When you were a kid, was there any greater put down than, "It was easy"? A puzzle, a game, an assignment at school... you know the gesture, the lazy shrug that is a little like the ultimate eye-roll, followed by the phrase, "It was easy" sliding out of one side of your mouth, as if it were not even worth engaging your full set of lips over. Kids are not impressed with "easy." Kids are not satisfied with "easy." "Easy" is BORING, plain and simple, and what in the world is more aggravating to the under-18 set than BEING BORED? Being challenged, accomplishing something that took a little doing, being fully engaged were priorities when we were young. When does that change? Whenever I watch children running through sprinklers or playing with water balloons or doing any activity that involves getting soaked to the skin, I privately shudder and think, "At what point does the hassle of getting wet outstrip the joy of it?" When, exactly, do we fall in love with the idea of having an easy life?
It is "easy" to make the argument that this starts to change once we are paying our own bills and making our own way. And perhaps we can further conclude that the metamorphosis completes when we have children of our own and really learn the definition of the word "difficult." Maybe it is because we allow so many of the unexpected twists and turns along the way to shake our confidence instead of building it. Lack of sleep, lack of support and lack of funds are real buzz killers to be sure, and we experience each of them at one point or another, and sometimes even all three at once. I, for one, am rarely in the right frame of mind for a water balloon fight. Or even for tackling a particularly challenging recipe. And there is nothing I love more than getting a good parking spot at the store, waltzing in and finding everything on my list and then walking right up to the checkout stand, no wait. Woo-hoo! It's exhilarating!
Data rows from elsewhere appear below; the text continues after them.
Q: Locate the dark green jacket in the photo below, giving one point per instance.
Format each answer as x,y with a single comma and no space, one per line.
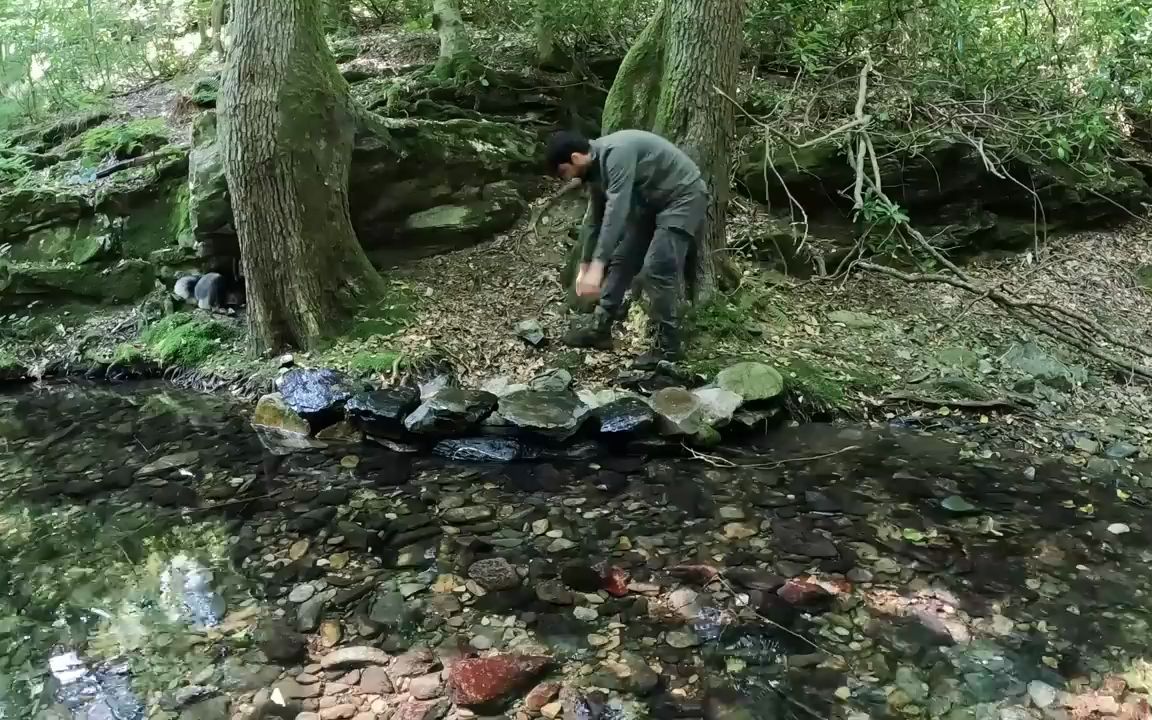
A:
630,171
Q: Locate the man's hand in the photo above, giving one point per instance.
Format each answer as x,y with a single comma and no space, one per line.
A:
590,279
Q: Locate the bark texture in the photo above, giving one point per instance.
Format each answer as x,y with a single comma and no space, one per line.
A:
287,126
455,40
666,83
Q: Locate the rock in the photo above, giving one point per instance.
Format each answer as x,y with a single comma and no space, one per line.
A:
554,414
752,381
278,642
272,411
316,393
308,616
451,410
679,411
628,415
494,574
376,681
422,710
426,687
357,656
555,380
859,320
483,681
530,332
478,449
301,592
383,412
719,404
682,639
542,695
1041,694
467,515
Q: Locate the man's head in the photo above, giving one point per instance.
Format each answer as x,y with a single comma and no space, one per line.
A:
568,154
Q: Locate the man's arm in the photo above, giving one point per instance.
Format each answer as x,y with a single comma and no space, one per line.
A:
590,232
620,171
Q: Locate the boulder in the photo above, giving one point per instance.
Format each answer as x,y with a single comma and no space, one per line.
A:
317,394
628,415
452,410
485,681
383,412
719,404
120,282
752,381
679,411
478,449
554,414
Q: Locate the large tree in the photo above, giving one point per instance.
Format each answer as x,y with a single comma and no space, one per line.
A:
287,126
667,83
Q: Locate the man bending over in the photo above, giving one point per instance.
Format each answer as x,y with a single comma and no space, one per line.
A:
648,202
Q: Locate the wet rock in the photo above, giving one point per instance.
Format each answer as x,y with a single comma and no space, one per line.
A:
273,412
357,656
554,414
308,616
494,574
376,681
426,687
483,681
531,332
628,415
279,643
752,381
423,710
719,404
316,394
478,449
383,412
169,462
452,410
679,411
556,380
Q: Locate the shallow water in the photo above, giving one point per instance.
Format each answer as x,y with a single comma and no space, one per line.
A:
143,530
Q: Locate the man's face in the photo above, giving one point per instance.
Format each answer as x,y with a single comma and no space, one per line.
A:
575,167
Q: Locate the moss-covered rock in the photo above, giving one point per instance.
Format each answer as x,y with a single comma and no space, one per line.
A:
120,282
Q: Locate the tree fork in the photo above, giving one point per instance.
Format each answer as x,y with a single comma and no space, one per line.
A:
287,127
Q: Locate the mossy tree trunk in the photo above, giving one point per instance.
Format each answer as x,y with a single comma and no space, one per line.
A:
456,59
666,84
287,126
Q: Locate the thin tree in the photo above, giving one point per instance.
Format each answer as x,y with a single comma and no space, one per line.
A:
667,83
287,126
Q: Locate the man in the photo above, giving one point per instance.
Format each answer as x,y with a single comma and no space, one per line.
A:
648,201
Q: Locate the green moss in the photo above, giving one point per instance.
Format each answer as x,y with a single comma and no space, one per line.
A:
122,141
186,340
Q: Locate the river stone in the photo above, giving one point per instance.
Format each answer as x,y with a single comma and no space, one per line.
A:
556,414
451,410
719,404
478,449
272,411
628,415
752,381
555,380
680,411
312,392
494,574
383,411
But that temporary high is not a platform to build on. It is transient; it comes and goes with no residual gain. The difficulties I have faced in my life, however... here is where I learned I am a warrior. Here is where I learned to trust myself. Here is where I realized the true meaning of friendship. Here is the solid ground upon which I can build a life. When life challenges you, you have been given a great opportunity to grow. The things you learn in any dark parts of your journey will ultimately be the most valuable, not only to yourself but also to the people whose lives you touch. Pain is inevitable in this world, but as we make our way through it, we learn that we have all the tools we need to survive; and as we survive we teach others about endurance. We begin to understand that the emotional hoops we jump through in our relationships are so often just an exercise in guilt or just plain confusion; we learn to stand our ground and not engage in melodrama. Being present is the most important gift we can give to each other. And although it is in many ways more "difficult" than running around like a chicken without a head, it is also much more rewarding.
In this upcoming new year, I am blessing you with the gift of difficulties. I am bestowing on you the reward of challenges. That is where you truly find yourself and that is how you grow great and strong. Ask any kid, they know. And so do you. When life is difficult, you are at your best. Your best is a marvel to behold and an incomparable fortress. The easy days blow through the windows and flutter the curtains prettily with a breath of fresh air, but the difficult ones provide the foundation and the strength of your walls. And the stronger your fortress, the less the challenging days will bother you. You welcome them as a friend and teacher and you move past them often exhausted but never defeated. They are coming, whether you want them to or not, so why not greet them willingly and be open to the good they have to bring you?